Taking the Next Steps to Best Practices

While technology promises streamlined processes and efficiencies to healthcare, we must understand that only people can recognize some errors. A holistic approach to quality medical documentation wins out when we consider its strength in a healthcare setting, but also in ensuring best practices for revenue reimbursement.

Enhance the clinician environment. Determine what your clinicians prefer in terms of tools to perform documentation capture. Some may appreciate familiar equipment while others may prefer cutting-edge technology, so provide a range of options for your physicians to ensure their quality and ease of use. This also includes maintaining equipment, ensuring that security is updated, and maintaining a HIPAA-compliant environment.

Outline policies and procedures. Provide your clinicians with guidelines to help them achieve the highest standard every time. Infuse your personal approach in your place of work and remember that each practice specialty and facility is different, so your processes may vary.
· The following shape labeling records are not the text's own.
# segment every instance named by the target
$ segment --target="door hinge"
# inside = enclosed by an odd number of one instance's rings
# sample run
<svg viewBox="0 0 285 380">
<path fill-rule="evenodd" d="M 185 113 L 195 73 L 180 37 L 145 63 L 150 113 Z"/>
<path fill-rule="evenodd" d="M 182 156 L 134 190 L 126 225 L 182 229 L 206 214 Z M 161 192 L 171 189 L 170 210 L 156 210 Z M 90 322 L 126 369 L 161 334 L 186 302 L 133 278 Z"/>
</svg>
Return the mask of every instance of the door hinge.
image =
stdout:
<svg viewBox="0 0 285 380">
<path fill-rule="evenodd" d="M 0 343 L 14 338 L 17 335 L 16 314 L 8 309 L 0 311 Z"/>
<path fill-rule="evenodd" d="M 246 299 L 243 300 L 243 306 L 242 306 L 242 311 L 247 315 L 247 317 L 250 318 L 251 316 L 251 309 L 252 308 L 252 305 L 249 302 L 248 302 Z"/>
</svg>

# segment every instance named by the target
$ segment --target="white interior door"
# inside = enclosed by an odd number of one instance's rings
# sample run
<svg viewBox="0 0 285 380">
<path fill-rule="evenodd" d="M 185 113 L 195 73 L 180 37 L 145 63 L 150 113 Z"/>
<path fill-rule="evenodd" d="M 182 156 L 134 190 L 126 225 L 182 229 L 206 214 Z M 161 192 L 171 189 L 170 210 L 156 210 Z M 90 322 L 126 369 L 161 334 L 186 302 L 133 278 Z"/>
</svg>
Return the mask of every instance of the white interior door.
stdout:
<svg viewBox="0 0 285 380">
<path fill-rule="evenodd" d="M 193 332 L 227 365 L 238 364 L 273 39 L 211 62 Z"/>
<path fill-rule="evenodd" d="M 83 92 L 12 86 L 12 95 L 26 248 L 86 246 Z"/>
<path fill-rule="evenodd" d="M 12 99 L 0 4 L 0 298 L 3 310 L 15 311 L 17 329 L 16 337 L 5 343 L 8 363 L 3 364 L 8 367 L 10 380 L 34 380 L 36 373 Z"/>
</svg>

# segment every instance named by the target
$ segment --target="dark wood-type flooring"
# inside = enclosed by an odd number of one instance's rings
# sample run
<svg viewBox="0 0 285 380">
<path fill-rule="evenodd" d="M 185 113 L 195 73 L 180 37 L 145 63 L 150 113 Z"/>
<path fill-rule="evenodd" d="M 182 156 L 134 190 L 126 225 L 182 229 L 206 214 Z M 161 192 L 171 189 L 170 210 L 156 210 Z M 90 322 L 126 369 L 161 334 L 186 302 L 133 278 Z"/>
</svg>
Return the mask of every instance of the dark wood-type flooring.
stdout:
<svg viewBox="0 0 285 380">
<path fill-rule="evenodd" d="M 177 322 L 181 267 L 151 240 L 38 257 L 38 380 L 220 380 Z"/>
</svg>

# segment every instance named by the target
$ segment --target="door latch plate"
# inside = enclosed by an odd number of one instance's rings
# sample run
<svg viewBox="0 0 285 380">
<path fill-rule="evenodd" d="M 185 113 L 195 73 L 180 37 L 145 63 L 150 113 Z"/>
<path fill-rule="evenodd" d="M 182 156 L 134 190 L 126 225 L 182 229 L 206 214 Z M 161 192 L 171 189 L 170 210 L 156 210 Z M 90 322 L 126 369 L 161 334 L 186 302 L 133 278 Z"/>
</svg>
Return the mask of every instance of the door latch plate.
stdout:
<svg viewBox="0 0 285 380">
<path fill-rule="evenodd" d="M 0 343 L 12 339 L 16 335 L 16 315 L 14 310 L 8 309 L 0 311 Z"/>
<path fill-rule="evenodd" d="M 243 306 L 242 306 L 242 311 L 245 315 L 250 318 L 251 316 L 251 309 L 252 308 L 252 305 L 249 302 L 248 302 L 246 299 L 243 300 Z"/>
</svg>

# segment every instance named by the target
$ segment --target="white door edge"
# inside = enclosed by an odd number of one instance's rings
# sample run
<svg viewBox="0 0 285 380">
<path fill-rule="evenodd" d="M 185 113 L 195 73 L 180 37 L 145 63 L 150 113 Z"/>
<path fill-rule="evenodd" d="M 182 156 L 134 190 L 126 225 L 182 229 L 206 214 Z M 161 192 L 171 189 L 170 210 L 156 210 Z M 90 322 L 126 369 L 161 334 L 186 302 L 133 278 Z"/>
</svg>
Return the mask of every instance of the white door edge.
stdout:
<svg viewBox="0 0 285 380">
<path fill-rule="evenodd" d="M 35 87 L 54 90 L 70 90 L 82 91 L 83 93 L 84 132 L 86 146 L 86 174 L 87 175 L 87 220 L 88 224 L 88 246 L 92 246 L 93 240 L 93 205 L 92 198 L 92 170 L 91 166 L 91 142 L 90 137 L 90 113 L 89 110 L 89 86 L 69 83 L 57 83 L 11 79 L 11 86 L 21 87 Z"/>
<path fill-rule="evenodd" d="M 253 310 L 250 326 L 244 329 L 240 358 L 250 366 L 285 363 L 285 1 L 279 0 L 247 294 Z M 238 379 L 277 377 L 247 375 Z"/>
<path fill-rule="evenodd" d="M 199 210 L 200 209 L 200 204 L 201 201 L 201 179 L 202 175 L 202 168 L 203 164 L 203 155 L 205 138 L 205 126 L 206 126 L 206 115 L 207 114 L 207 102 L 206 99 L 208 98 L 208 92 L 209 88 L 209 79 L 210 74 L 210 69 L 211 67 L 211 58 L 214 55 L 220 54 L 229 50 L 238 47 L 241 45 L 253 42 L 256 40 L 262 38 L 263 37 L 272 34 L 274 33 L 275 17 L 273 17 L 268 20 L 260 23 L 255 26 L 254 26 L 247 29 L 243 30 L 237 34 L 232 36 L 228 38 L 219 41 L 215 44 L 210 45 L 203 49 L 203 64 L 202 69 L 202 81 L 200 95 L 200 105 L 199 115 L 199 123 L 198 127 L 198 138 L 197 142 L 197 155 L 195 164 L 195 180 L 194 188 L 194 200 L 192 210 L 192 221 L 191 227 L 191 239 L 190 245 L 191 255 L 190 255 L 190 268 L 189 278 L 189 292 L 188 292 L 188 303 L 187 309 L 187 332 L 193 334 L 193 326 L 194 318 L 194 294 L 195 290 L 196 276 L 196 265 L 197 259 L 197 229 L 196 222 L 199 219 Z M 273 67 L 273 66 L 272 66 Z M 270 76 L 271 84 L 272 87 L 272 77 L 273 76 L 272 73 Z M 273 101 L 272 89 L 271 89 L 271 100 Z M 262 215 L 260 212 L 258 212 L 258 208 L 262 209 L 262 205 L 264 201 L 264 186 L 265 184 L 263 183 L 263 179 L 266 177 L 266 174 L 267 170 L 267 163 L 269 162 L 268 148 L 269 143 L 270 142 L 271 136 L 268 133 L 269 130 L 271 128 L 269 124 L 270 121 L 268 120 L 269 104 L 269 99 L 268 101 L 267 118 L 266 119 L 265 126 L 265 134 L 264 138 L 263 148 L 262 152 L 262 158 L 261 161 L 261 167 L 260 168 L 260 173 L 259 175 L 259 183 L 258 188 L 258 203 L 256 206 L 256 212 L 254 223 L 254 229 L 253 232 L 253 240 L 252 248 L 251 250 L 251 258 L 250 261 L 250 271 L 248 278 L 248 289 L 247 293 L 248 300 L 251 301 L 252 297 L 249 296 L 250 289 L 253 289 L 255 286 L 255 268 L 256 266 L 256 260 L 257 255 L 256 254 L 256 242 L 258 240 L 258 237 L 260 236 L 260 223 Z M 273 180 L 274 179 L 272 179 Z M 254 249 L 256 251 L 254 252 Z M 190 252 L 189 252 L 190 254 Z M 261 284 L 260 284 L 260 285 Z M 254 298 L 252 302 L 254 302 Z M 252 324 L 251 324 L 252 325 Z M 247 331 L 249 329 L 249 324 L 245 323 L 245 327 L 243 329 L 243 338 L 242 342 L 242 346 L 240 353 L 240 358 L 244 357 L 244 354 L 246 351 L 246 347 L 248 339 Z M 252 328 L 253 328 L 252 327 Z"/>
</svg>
This remains particularly important for institutions practicing specialized medicine.

Consider your transcription team. Ensure that your team consists of experienced and dedicated medical documentation professionals. A focus on best practices to consistently deliver the highest quality in all aspects of medical practice ensures the best outcome.

Define your specialty or focus. Match your transcription provider to your facility or practice expertise and work culture. Look for vendors who understand and use specialty terminology that only training and experience can recognize. Certifications and continuous training play a part in helping your provider’s team learn more about and understand your specialty which leads to quality documentation.

Conduct quality assurance. Implementing the above steps certainly increases the chances of quality medical documentation, but the “set it and let it” mentality may decrease quality and impact revenue cycle management. Build in steps for quality assurance. Seek opportunities for continuous improvement such as regular feedback, interaction with staff, auditing, and testing to ensure high quality output.

Optimistic Outcomes

As executives in the healthcare industry come face-to-face with the rising costs in the field, high quality medical documentation is a must for increasing reimbursement and quality of care. The highest quality medical documentation not only helps patients but also contributes positively to a facility’s efficiency and bottom line in revenue cycle management.